If the application is approved, over 990,000 tonnes per year of stone, sand, and gravel could be accessed via underwater blasting from the now defunct quarry. Issues that concern residents include impact on water quality, air quality, excessive dust, traffic noise and congestion, economic impact on the casino which provides significant income for the city, emergency medical services being caught up in traffic, impact on wildlife and wetlands.
When Halton Region staff became aware of this application back in August of 2018 and filed a letter of objection with the Ministry of Natural Resources and Forestry in September. The town of Milton and Conservation Halton have also filed letters of objection.
According to Minakaris, "James Dick Construction has made no effort to contact us to discuss our issues. They have as we understand it met with the Town of Milton and Halton Region. Not sure about the Conservation Authority. There is no environmental assessment/review planned as far as we know at this time. Although there should be and Premier Doug Ford should be the one asking for this."
On May 8, 2019 ACTION held a public meeting and the room was filled beyond capacity - over 300 people. Minakaris says the reaction to the proposed reactivation of the gravel pit was: "The community is outraged that this is actually happening. They all came to the meeting each with their own concerns. They listened to our legal council. The Mayor of Milton Gord Krantz, Lisa Raitt MP for Milton, Regional Councillor Colin Best and Councillor Kristina Tesser Derksen all made a presentation. Toward the end of the meeting and with less than 30 minutes left we were able to raise over $100,000 dollars and we anticipate the contributions to continue to come in to hire technical experts and scientists."
Missing from the meeting was MPP Parm Gill.
Minakaris says the problem Campbellville is facing is do competitive practices condoned by the Ministry of Natural Resources and Forestry. Guelph, Rockwood and Campbellville advocates know that this is all about location and the ability of an operator to gain competitive advantages.
Quarry owners see being close to market as idea in order to secure business. Minakaris sees this as, "An outdated supply practice and this is what puts aggregate operators at odds with communities. The aggregate industry needs a better Supply Chain Management System, and I believe it is one of the few resource-based industries that doesn't have one. Because of that communities are continually at risk with their water table, quality of air, prone to more noise, dust, traffic from 60,000 to 90,000 trucks per year that doesn't include service and employee vehicles."
What is also at risk is the Town of Milton.

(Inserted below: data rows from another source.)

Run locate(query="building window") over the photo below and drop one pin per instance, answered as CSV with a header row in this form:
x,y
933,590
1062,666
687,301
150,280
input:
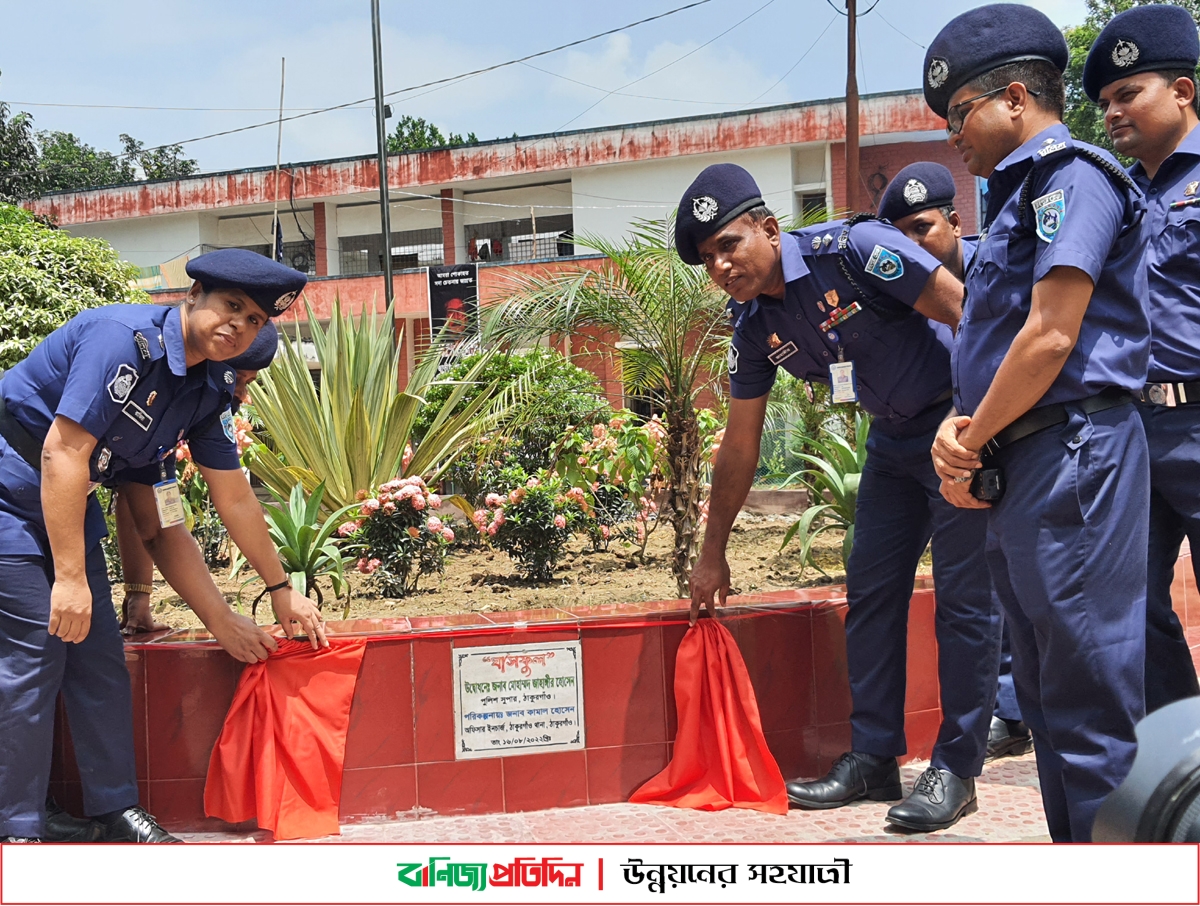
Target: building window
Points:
x,y
409,249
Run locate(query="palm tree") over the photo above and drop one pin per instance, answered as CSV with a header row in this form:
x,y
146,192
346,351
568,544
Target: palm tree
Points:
x,y
664,319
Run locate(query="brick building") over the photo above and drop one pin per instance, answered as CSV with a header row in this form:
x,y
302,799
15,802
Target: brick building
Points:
x,y
509,203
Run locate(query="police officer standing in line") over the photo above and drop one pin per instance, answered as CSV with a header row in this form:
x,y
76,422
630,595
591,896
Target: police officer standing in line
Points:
x,y
137,564
115,389
1141,70
919,202
1053,342
846,304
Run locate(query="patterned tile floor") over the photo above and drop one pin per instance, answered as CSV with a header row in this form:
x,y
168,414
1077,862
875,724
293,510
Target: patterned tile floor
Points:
x,y
1009,810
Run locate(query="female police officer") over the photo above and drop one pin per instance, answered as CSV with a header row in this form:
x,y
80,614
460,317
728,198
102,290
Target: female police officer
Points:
x,y
113,389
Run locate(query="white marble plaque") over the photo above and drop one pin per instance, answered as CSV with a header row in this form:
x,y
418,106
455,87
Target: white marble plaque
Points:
x,y
517,700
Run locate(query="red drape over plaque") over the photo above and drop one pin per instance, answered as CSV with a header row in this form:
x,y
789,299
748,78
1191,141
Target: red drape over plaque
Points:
x,y
281,750
720,759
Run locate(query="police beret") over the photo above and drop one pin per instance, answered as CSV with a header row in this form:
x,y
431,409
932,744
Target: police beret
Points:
x,y
719,193
915,189
271,285
261,353
983,40
1140,40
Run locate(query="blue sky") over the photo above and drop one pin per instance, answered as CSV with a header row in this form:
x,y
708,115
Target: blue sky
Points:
x,y
223,54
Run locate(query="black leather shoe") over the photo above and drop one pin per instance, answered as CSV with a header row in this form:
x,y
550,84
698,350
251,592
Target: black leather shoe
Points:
x,y
135,826
1007,737
939,799
855,775
65,828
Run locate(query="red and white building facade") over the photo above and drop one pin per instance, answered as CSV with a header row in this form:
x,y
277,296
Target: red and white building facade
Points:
x,y
505,204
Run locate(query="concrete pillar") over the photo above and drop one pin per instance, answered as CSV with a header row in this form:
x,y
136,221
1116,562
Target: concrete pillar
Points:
x,y
454,235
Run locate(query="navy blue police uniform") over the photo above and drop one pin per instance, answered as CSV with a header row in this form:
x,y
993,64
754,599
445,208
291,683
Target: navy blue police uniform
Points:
x,y
120,372
850,291
915,189
1066,543
1140,40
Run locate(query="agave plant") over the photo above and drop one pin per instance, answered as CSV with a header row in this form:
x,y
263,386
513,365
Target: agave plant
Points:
x,y
834,478
355,431
305,544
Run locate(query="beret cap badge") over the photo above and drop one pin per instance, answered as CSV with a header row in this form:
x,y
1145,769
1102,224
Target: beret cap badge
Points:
x,y
915,191
1125,53
703,208
939,71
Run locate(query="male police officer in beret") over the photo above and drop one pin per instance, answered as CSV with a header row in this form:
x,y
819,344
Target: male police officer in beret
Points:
x,y
1141,71
846,304
919,202
1053,342
112,390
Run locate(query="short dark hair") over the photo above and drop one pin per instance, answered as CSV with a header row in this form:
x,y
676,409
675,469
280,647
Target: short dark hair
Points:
x,y
1173,76
1036,75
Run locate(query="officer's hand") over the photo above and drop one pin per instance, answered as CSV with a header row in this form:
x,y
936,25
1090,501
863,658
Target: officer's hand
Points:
x,y
289,606
137,616
709,582
241,639
952,460
70,610
959,493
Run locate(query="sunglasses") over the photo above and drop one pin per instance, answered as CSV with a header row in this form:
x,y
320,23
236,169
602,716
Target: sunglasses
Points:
x,y
955,117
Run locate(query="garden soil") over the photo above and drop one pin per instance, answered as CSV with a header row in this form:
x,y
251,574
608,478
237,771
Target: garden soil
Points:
x,y
481,581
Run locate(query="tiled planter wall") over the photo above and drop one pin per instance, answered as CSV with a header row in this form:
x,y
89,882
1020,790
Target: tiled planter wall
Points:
x,y
400,749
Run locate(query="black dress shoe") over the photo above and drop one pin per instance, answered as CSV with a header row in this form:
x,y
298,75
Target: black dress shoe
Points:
x,y
65,828
1007,737
939,799
133,826
855,775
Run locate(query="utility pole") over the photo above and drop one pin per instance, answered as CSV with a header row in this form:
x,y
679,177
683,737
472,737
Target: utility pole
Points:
x,y
382,136
852,174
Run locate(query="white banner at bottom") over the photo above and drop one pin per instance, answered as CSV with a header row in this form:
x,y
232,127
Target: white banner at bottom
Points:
x,y
36,874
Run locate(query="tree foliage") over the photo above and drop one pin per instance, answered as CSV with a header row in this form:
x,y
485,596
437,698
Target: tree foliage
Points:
x,y
413,133
48,276
1081,115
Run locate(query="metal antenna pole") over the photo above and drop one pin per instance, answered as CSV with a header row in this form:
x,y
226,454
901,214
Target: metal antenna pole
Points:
x,y
382,137
852,173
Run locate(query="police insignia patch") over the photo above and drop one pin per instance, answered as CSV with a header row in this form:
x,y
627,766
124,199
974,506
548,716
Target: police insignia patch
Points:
x,y
939,71
703,208
1049,211
1126,53
121,384
885,264
915,192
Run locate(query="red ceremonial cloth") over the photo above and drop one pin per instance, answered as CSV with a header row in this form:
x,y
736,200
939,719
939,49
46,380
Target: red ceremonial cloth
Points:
x,y
283,743
720,759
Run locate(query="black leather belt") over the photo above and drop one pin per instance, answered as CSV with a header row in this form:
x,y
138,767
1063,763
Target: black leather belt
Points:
x,y
1169,394
19,438
1048,417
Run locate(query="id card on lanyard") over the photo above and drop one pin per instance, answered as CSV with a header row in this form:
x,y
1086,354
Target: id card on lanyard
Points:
x,y
167,497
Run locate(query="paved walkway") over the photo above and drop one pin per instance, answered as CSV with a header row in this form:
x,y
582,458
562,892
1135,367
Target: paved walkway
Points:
x,y
1009,811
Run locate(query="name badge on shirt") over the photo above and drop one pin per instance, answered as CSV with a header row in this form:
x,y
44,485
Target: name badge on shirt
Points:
x,y
841,382
169,502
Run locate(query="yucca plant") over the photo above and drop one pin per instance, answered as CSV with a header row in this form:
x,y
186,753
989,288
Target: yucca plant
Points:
x,y
837,471
305,544
355,431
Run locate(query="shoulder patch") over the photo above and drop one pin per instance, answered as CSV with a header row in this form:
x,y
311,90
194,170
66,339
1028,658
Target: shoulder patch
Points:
x,y
123,382
1049,211
885,264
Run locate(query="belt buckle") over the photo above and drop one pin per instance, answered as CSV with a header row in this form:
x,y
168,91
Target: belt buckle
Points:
x,y
1161,395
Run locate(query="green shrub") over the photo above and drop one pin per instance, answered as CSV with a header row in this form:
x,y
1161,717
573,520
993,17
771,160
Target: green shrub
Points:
x,y
48,276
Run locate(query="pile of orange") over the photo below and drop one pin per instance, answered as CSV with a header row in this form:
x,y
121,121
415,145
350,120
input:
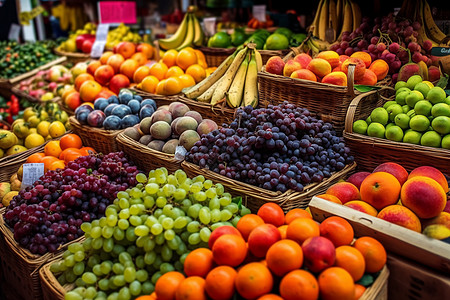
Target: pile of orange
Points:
x,y
175,71
230,267
58,153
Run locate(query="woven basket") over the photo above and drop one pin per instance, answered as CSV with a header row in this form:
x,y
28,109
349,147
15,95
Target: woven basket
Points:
x,y
20,266
146,159
101,140
253,197
369,152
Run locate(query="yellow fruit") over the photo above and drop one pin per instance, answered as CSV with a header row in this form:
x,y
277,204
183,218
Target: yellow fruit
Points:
x,y
56,129
34,140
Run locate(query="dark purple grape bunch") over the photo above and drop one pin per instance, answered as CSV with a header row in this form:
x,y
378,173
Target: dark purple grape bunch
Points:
x,y
276,148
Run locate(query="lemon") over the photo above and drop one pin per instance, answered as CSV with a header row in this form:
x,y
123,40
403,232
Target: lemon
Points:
x,y
42,128
56,129
34,140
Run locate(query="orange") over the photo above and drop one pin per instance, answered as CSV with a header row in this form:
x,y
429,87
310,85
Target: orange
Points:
x,y
299,284
336,283
35,158
197,72
284,256
301,229
254,280
337,230
350,259
158,70
141,73
219,283
198,262
70,140
149,84
167,285
192,288
373,252
174,71
169,58
296,213
186,58
173,86
247,223
52,148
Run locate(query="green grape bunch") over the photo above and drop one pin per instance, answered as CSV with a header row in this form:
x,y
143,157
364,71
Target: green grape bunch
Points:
x,y
148,231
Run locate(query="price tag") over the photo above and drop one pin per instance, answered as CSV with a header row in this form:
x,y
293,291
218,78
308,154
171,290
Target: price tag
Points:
x,y
14,32
259,12
31,173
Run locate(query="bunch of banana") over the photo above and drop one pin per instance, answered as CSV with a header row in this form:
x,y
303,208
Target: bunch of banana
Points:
x,y
335,17
234,81
189,33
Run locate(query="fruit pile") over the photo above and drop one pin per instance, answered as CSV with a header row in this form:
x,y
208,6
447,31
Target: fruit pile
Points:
x,y
148,231
49,214
172,126
423,206
273,256
37,126
234,81
175,71
276,148
116,112
330,67
17,59
419,115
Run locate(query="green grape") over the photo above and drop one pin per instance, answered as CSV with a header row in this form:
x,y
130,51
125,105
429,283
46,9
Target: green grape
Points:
x,y
193,227
123,224
78,268
204,234
89,278
204,215
194,239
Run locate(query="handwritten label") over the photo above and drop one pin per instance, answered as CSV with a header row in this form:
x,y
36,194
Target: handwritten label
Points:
x,y
31,173
117,12
259,12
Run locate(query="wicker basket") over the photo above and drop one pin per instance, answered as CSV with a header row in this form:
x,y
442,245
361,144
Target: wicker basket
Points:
x,y
146,159
20,266
253,197
369,152
101,140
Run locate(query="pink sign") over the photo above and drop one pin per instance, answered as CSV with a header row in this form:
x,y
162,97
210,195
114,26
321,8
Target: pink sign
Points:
x,y
117,12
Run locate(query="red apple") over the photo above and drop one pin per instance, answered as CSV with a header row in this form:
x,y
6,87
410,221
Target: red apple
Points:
x,y
261,238
319,253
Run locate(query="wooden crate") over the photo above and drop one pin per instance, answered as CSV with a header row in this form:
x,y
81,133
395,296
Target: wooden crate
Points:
x,y
396,239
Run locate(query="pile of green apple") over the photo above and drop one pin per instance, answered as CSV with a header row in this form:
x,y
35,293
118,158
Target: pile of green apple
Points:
x,y
419,115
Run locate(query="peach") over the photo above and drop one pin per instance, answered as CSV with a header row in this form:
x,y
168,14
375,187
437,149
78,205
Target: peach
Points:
x,y
331,57
395,169
290,67
304,59
360,67
336,78
365,57
380,68
424,196
304,74
380,189
330,198
402,216
369,78
432,173
344,191
358,178
362,207
275,65
319,253
319,66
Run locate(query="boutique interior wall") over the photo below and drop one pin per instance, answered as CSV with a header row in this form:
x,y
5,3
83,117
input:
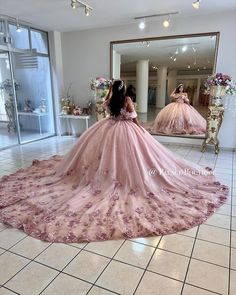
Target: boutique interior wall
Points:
x,y
86,54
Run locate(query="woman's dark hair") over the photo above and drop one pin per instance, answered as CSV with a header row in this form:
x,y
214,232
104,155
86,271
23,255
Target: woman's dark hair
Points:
x,y
131,92
117,99
178,88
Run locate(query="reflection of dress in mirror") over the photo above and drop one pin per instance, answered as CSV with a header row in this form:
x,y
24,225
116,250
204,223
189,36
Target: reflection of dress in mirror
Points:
x,y
116,182
179,117
131,92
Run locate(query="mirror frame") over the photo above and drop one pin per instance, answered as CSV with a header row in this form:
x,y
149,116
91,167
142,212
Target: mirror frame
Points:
x,y
216,34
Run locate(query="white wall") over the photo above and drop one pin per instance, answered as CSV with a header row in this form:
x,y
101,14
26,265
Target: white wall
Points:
x,y
86,54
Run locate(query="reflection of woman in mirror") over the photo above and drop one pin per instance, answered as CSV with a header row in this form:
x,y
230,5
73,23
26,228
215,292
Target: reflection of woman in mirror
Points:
x,y
116,182
179,117
130,92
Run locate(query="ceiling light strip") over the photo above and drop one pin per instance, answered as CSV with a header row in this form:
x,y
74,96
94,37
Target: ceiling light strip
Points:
x,y
156,15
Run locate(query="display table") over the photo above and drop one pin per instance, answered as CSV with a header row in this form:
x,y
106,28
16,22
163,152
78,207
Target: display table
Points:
x,y
68,119
39,116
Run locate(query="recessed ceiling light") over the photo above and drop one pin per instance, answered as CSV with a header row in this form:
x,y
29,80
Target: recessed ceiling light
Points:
x,y
166,22
196,4
142,25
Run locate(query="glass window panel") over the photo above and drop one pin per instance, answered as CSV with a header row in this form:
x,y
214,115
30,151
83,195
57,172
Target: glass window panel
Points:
x,y
2,32
39,41
20,39
8,122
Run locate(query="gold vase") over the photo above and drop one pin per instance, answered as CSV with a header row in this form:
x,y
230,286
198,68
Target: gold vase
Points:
x,y
217,93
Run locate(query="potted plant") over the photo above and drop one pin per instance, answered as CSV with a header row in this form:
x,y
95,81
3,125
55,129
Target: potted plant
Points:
x,y
219,85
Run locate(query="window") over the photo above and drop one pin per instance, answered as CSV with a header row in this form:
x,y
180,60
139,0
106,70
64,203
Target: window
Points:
x,y
39,41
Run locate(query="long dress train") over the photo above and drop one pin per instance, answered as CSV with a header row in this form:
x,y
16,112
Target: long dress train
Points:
x,y
116,182
178,118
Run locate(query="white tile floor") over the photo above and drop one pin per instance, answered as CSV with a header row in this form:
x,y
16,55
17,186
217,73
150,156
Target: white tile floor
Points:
x,y
200,261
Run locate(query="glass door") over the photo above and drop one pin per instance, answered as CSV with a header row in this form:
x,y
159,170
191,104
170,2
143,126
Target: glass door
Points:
x,y
31,69
8,118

In December of last year, Milton had boil water order. Over 20,000 people get their water from the Kelso Wellheads which are also fed from the same aquifer the community gets its water.
That aquifer happens to be on the land that JDC bought in 2016. The Town and the Region had been working on rezoning that land for over the last nine years and JDC is now challenging them on that.
The economic risk is to the revenue that the Town of Milton gets from the Casino at Mohawk Raceway. On a weekly basis the Town's revenue is $118,000 but James Dick Construction Ltd. is offering about $800 a week for road repairs which hardly seems a good pay off for voters and tax payers
"The provincial government is the only body that can step in right now and intervene," Minakakis says. "I'm asking Doug Ford to step in and intervene this now because it's not right for the community. I would like to meet with Premier Doug Ford in person. I am not an environmentalist or an activist, I am business person with a great deal of global experience. What we are seeing potentially happening to our community is fundamentally wrong on many levels. I have attended Conservative meetings and I have heard the Premier speak, I believe he will listen to a reasonable and responsible business person."
The ball's in Ford's court. Let's see if he's willing to meet with WWW, CRCR and ACTION to do the right thing.